Yelp Dataset Challenge: Our paper, tutorials, and blog posts
This repository and related resources, to which we link below, form our submission to the 2017 Yelp Dataset Challenge.
With new advances in machine learning and artificial intelligence, there has been a surge of talk about Democratizing AI. (For example, see https://news.microsoft.com/features/democratizing-ai/). It is important that everyone benefits from advances in this area, and not only huge corporations.
As part of this process, we believe that new research should be as accessible as possible, to as many people as possible. Therefore, instead of presenting our work in a single format, targetted at a specific audience, we instead present it in many formats, with different target audiences, including academics, beginners, and programmers.
Much of the presented research is related to authorship attribution. This is an interesting task with many practical applications (for example, detecting fake reviews, or deanonymising criminals online). However, many of the methods we use are generalizable to other text classification tasks, and, more broadly, to most machine learning tasks. We therefore present work not only related to authorship attribution, our field of interest, but also some introductory materials on machine learning and data visualisation in general.

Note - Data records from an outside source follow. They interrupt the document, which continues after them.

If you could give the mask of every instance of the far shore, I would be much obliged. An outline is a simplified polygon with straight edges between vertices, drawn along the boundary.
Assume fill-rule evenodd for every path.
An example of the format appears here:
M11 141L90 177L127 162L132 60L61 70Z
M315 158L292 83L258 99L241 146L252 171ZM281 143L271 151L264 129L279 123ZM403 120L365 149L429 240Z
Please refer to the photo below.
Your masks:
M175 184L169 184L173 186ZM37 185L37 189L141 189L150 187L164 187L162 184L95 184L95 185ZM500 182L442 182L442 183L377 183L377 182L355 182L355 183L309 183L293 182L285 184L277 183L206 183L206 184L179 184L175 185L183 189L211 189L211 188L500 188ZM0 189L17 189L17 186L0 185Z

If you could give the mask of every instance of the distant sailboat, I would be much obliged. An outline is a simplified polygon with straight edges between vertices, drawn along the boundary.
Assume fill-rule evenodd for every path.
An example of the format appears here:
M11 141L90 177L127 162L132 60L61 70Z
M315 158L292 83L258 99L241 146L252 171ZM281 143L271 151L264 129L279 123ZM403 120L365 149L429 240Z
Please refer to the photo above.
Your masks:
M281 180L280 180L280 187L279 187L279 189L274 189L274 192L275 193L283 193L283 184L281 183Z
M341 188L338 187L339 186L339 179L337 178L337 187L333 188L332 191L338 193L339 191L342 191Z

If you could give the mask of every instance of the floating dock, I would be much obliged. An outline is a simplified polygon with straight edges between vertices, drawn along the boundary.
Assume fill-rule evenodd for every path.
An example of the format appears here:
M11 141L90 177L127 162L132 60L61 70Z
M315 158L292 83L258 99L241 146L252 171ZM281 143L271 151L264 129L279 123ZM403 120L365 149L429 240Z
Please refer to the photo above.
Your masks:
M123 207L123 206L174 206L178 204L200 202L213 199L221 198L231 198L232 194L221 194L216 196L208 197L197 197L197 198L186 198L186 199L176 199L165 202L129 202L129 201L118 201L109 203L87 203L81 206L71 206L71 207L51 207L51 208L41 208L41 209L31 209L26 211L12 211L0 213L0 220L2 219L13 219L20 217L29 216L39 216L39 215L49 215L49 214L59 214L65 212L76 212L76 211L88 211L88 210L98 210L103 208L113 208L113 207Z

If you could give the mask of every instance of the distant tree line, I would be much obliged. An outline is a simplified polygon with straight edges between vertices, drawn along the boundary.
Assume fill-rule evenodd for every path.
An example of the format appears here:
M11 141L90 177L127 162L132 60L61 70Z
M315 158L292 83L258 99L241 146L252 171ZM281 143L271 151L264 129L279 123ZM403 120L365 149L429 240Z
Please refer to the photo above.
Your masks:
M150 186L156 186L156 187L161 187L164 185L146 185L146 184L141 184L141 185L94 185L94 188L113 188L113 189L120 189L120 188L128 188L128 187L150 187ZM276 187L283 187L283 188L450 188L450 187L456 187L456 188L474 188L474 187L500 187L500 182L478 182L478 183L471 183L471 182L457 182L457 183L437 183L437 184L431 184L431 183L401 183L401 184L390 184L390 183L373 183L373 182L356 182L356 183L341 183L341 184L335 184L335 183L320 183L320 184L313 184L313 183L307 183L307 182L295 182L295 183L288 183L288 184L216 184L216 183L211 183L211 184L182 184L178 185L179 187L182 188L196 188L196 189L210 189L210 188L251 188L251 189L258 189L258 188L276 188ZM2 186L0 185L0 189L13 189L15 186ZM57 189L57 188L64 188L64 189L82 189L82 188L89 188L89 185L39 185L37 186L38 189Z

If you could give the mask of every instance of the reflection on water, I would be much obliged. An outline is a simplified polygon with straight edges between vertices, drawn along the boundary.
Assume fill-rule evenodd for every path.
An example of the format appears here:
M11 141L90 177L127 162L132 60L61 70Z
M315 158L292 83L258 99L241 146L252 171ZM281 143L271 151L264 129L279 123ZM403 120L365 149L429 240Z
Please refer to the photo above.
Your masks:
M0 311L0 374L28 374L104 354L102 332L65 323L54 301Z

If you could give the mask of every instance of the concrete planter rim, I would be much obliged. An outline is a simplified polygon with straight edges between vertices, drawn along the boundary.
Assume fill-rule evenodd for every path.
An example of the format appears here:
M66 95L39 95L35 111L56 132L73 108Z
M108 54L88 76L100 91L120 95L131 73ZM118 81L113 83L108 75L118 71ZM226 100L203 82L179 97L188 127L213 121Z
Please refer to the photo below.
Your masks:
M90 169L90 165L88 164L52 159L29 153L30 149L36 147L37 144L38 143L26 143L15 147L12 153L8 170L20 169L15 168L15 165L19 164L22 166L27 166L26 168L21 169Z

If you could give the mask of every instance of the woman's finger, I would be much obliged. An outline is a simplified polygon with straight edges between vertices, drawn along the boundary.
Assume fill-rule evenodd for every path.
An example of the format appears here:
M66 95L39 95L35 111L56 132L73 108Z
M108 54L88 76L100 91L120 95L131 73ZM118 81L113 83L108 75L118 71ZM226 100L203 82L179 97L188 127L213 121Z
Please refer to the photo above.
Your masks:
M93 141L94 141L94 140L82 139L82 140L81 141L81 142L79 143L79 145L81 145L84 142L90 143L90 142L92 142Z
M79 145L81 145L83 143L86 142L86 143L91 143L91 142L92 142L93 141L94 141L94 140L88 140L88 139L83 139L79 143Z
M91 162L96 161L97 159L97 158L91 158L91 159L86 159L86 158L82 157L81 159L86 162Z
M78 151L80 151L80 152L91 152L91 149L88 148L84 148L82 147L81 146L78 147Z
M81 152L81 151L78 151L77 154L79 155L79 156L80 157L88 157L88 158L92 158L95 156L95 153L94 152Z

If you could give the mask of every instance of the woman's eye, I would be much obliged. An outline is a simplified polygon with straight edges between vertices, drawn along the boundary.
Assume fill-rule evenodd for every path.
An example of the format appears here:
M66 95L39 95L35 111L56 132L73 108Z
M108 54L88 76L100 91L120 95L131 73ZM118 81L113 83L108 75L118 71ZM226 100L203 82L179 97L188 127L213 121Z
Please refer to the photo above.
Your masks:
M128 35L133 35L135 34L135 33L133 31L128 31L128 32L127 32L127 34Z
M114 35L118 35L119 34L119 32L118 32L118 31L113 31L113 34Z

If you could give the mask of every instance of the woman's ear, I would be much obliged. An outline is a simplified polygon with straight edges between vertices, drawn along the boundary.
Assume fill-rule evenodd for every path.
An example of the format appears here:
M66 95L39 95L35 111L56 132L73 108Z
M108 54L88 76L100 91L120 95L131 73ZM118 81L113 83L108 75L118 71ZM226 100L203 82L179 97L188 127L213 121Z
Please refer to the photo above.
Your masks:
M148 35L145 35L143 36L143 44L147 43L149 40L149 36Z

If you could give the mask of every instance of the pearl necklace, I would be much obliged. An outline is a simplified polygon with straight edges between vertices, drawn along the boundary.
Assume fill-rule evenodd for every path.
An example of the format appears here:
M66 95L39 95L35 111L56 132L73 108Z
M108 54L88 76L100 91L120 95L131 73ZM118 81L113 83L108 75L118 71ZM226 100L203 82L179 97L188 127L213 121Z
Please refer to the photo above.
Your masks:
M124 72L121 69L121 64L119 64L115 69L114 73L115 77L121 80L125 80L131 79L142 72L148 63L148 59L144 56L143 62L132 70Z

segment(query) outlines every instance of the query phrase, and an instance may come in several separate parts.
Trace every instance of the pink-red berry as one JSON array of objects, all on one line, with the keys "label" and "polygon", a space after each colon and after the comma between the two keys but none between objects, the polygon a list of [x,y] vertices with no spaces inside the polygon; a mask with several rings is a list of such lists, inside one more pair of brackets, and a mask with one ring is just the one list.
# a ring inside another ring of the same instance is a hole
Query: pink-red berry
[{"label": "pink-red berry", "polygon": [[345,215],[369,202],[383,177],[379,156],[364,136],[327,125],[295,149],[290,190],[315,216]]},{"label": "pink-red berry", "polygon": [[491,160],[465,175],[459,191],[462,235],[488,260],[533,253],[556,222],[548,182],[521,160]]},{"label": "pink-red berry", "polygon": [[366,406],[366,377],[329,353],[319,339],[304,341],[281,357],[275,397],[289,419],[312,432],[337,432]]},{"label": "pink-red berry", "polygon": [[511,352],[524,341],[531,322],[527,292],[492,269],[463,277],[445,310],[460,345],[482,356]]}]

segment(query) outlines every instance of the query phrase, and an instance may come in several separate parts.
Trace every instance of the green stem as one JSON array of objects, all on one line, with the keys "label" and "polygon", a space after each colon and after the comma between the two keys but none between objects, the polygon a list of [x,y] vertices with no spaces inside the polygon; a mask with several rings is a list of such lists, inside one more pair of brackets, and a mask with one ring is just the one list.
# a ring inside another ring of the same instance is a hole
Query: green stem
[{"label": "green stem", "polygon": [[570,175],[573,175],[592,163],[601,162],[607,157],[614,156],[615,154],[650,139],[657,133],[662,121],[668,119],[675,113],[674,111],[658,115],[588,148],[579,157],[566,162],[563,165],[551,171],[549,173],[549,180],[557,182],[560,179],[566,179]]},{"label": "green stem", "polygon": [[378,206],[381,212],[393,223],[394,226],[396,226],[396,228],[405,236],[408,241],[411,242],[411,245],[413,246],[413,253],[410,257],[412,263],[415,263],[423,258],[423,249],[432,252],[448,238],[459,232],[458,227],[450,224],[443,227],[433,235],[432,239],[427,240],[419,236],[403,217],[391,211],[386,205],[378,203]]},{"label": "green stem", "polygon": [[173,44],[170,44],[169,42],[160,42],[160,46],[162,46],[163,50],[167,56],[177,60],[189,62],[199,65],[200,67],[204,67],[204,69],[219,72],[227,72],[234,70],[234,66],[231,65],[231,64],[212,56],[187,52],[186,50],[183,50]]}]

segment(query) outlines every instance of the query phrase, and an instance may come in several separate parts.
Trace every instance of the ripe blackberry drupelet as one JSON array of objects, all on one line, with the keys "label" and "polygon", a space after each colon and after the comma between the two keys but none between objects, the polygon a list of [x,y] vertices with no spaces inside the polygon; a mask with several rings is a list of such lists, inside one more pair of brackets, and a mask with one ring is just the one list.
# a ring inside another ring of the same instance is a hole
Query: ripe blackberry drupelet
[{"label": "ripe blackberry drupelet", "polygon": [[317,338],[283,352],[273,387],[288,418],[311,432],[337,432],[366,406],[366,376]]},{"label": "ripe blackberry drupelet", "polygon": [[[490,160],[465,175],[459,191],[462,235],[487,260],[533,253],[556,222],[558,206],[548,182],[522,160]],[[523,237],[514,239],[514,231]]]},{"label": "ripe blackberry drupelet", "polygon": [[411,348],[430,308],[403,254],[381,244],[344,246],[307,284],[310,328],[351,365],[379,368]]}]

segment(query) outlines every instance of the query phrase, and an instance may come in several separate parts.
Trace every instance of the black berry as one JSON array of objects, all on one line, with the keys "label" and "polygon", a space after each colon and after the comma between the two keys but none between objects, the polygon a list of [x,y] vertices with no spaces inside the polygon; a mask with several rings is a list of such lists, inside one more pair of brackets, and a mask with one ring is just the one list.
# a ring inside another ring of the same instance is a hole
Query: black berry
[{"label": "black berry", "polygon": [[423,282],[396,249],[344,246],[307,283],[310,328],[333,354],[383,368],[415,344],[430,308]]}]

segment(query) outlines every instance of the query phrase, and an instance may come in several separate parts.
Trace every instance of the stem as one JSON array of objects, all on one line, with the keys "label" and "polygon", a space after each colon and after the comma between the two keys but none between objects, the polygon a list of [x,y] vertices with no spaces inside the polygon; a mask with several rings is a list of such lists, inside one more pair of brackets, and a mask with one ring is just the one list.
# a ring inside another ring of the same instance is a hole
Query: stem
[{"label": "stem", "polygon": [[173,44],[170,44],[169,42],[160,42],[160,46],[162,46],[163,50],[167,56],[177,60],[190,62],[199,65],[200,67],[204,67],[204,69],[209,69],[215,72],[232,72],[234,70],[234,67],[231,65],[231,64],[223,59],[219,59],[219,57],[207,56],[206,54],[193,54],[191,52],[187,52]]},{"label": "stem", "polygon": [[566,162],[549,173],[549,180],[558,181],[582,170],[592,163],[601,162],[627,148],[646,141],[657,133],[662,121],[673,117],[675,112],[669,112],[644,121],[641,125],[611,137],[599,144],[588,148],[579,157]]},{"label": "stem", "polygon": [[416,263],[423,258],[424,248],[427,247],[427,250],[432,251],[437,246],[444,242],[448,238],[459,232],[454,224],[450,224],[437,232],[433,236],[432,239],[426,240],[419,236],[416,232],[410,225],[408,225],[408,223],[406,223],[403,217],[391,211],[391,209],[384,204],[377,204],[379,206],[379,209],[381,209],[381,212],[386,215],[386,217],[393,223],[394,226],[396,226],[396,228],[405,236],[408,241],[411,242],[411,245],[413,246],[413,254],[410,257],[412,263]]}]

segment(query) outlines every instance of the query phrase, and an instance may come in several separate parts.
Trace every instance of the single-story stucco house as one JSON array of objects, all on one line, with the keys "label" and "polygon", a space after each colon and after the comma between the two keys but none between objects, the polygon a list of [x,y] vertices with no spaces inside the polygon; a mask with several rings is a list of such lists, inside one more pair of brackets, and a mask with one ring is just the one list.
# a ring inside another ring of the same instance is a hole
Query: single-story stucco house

Specifically, our submission consists of the following:
- For the academic community, we present a research paper in which we detail our experiments on different methods for authorship attribution tasks. We relate our experiments on the Yelp dataset to previous work done on Authorship Attribution, and provide the first results on new datasets that we created as subsets from the Yelp reviews. We hope that others will use this data to compare future Authorship Attribution systems to ours.
- For those just starting out in their machine learning journey, we present a tutorial that consists of runnable code and clear explanations in a Jupyter Notebook, showing how classification tasks work, and explaining each step. Note that although this tutorial shows a similar experiment to the ones discussed in the research paper, it uses a slightly different subset of the Yelp dataset where examples are broken down per review instead of concatenated by author, so as not to add to much preprocessing complexity.
- Also for the budding ML engineer or researcher, we present a blog post in which we show how to predict the rating of a review given its text. This is closely related to sentiment analysis tasks, and we therefore discuss this in that context.
- For those who want to venture deeper into machine learning, we present a thorough introduction to using Keras. We again tackle the rating-prediction task, and show how to train Keras models using a powerful cloud GPU instance from AWS. We take a highly practical approach, and show how to package the resulting models and use them for real-world tasks after training.
- For those who want to get started with data science and data visualisation, we present another blog post showing how to carry out basic analysis on the Yelp reviews using an AWS cloud machine. We look at how to create some basic plots with Matplotlib and (spoiler alert) find out that negative reviews tend to be longer than positive ones.
The code we used for the experiments in the paper can also be found in the other Jupyter Notebook files in this repository. However, these files are not well-strucutred nor well documented, and we do not recommend them as a learning experience.
We would like to thank Yelp and everyone involved in the Dataset challenge for providing this opportunity and dataset, with which we have had a lot of fun over the last several months.